Murder mystery and 5e reminds me of one of my DM friends coming up with increasingly large numbers of reasons why the murder victims could provide no useful information whatsoever to our player that had speak with dead

Have you tried making just a big roll table for random rooms/encounters that would be thematically fitting for your mega dungeon?

My party didn't actually have Speak With Dead when they went into this debacle, but I'm only just realizing that it wouldn't actually have made that much of a difference anyway as there were never any (intact) bodies to be found... :P

They did spend most of a session interrogating and torturing a local school of fish though, and while the pitiful piscines naturally couldn't provide much help in the way of information about the land-village nearby, they did at least manage to point the players to a "human fin(ger)" that had fallen into the stream a while back, and the identifying wedding band thereon.

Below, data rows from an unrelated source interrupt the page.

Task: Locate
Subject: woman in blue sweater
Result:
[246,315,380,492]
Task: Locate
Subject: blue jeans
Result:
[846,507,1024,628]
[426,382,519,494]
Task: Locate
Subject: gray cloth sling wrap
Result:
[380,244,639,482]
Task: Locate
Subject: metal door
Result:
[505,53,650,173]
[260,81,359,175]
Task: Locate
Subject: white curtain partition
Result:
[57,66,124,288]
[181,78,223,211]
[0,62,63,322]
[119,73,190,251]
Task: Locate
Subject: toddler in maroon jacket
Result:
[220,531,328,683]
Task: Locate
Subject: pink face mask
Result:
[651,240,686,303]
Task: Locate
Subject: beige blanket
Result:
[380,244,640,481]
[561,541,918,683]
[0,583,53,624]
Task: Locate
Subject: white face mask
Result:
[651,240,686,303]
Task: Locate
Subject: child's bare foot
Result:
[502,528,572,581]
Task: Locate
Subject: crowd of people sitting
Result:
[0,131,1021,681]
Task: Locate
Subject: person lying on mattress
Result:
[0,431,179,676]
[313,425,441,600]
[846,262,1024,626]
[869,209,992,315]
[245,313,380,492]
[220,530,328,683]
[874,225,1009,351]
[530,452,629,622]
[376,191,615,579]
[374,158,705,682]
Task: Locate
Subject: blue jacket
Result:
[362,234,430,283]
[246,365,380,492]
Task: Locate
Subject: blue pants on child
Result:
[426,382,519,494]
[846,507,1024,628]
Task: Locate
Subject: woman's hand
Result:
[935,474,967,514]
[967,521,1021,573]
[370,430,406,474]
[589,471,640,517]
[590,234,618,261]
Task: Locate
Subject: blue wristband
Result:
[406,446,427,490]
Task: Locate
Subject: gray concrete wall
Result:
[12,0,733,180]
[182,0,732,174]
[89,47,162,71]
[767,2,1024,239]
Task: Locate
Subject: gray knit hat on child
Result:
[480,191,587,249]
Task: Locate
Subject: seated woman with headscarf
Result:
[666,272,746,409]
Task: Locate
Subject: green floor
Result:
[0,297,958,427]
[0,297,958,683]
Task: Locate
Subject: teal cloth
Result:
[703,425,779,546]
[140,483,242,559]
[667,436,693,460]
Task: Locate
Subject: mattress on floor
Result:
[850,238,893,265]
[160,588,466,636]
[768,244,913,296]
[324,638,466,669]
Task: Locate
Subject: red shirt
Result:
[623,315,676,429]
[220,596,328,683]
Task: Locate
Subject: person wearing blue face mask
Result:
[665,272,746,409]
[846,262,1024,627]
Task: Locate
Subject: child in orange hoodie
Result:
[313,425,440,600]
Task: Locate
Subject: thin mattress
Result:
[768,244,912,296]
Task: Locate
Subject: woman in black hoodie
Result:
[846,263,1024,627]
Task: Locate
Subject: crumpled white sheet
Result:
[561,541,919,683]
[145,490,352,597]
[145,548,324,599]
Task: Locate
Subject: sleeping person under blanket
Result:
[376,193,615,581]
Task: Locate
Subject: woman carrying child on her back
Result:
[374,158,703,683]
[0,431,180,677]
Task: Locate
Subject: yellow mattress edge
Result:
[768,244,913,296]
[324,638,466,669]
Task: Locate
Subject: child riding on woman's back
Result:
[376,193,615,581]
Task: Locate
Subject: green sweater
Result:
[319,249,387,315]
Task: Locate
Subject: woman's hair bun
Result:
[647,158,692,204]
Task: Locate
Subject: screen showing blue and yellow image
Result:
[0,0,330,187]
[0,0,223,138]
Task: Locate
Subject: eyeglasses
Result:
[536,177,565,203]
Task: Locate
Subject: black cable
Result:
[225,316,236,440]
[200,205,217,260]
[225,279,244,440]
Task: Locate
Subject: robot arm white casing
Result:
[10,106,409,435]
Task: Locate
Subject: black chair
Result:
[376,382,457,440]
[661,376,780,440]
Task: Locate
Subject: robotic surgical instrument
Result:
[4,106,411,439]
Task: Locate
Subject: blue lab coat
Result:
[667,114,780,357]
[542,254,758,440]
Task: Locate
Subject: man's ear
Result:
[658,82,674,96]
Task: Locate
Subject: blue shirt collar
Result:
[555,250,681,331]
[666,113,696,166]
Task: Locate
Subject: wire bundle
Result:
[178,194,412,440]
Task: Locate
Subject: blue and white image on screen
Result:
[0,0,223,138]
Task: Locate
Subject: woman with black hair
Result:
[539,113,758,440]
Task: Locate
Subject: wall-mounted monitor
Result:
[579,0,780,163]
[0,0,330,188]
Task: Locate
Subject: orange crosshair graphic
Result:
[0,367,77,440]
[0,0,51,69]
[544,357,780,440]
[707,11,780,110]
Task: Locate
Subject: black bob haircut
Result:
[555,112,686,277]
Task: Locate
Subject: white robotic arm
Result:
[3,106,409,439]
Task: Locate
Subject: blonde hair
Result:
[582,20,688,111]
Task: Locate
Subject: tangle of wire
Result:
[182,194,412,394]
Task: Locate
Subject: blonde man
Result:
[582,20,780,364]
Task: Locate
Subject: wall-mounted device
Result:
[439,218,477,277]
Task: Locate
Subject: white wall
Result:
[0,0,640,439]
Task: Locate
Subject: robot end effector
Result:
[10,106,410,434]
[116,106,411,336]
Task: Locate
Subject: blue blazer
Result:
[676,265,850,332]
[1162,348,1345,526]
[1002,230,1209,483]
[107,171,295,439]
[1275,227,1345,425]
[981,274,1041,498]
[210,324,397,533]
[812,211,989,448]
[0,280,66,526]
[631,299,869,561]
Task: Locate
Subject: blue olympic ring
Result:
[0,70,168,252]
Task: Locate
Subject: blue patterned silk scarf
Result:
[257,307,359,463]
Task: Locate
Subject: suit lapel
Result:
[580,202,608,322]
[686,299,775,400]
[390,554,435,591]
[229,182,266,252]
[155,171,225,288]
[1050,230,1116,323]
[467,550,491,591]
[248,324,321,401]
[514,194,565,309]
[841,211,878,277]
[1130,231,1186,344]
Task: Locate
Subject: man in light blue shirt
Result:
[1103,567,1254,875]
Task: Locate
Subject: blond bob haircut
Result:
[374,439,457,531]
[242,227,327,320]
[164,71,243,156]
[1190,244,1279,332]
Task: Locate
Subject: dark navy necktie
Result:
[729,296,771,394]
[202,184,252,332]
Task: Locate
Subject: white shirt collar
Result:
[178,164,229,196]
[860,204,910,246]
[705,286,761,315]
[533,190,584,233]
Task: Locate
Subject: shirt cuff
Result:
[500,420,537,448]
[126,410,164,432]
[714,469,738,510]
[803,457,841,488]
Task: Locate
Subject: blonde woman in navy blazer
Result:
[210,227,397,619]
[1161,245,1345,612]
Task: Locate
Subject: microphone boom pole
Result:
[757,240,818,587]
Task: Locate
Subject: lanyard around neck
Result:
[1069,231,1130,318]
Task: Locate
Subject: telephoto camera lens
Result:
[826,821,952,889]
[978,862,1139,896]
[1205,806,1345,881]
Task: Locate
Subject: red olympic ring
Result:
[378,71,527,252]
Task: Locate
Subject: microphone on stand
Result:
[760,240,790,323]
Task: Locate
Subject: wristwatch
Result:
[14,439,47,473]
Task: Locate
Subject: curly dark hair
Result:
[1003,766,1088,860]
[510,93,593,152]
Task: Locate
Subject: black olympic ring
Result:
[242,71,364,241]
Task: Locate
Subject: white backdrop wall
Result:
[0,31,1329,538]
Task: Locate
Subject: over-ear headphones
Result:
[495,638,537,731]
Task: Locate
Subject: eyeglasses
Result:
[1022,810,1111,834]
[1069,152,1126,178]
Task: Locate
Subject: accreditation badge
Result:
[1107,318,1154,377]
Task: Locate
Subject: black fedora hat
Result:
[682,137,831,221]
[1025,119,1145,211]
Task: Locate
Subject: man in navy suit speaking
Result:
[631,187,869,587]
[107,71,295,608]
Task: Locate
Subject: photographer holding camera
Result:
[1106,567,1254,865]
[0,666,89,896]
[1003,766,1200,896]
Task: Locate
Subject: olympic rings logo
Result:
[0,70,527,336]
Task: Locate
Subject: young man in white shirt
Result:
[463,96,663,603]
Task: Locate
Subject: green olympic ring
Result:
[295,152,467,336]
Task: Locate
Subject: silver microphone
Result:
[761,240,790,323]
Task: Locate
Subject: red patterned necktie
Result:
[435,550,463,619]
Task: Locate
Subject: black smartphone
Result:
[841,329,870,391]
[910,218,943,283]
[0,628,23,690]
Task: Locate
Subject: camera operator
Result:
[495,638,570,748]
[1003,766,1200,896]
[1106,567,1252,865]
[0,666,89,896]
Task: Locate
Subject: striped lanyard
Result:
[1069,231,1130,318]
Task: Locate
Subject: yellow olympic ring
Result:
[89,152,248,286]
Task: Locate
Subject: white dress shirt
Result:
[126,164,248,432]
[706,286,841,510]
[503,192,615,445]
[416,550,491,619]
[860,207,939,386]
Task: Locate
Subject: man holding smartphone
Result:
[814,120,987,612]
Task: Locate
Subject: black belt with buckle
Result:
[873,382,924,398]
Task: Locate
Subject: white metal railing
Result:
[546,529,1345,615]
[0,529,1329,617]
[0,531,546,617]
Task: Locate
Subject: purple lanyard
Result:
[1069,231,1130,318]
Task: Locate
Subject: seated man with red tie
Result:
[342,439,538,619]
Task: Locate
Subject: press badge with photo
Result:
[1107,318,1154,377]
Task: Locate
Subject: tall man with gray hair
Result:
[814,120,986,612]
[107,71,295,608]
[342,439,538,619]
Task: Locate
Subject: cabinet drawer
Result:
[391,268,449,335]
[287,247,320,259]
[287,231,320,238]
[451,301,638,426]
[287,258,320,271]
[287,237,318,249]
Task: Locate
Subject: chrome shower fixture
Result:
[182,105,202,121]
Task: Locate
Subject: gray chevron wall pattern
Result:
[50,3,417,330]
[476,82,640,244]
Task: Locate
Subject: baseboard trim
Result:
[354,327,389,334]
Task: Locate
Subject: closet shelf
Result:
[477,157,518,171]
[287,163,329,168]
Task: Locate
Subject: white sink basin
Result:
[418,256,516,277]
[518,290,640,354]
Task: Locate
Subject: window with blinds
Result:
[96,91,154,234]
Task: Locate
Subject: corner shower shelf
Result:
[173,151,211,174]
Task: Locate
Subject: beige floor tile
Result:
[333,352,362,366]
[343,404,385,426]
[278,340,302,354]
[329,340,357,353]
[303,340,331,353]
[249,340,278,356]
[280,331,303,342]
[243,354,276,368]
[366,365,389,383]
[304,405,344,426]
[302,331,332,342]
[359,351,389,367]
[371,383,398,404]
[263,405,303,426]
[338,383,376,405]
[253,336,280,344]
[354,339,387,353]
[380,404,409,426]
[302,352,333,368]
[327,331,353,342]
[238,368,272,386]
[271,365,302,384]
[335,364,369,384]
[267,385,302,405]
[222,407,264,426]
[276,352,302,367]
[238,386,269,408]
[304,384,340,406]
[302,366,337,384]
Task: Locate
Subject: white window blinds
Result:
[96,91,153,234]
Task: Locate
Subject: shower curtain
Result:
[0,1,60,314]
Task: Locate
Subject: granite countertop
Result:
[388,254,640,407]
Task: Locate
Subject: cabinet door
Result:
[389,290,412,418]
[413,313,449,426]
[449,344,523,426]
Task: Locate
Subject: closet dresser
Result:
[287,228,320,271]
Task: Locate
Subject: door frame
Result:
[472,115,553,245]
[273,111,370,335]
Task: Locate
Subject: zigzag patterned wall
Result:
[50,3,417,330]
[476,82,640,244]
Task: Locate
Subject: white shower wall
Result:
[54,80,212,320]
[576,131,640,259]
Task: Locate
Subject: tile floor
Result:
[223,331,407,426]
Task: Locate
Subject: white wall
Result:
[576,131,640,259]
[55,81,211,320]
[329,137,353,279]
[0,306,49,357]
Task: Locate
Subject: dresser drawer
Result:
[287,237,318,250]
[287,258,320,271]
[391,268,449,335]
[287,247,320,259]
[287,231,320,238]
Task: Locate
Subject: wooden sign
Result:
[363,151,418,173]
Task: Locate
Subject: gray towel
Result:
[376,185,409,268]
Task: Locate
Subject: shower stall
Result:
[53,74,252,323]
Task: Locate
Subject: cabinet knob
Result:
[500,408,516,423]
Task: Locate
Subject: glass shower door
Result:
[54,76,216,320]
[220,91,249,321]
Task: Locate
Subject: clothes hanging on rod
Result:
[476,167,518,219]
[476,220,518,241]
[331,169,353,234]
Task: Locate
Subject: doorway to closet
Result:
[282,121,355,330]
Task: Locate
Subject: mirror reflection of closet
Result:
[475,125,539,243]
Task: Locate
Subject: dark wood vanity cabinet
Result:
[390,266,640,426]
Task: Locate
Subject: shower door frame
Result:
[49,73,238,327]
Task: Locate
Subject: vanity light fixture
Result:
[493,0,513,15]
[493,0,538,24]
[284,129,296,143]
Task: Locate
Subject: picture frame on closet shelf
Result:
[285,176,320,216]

As far as encounters and theme goes, I'm mostly solid on that front... The issue comes in the form of the layout, and the layout is important because I'm specifically putting them into an old-school-inspired dungeon crawl, mapping and all.

And therein lies the issues I'm giving myself with random map generators: I feel that the collections of rooms are too chaotic and disorganized for being the ruins of a lived-in civilization of dwarves, and that there should be some more structure and intention behind the areas and interconnections... ...which of course means more doing stuff by hand, and planning out streets and districts in my head, which I'm historically absolute balls at.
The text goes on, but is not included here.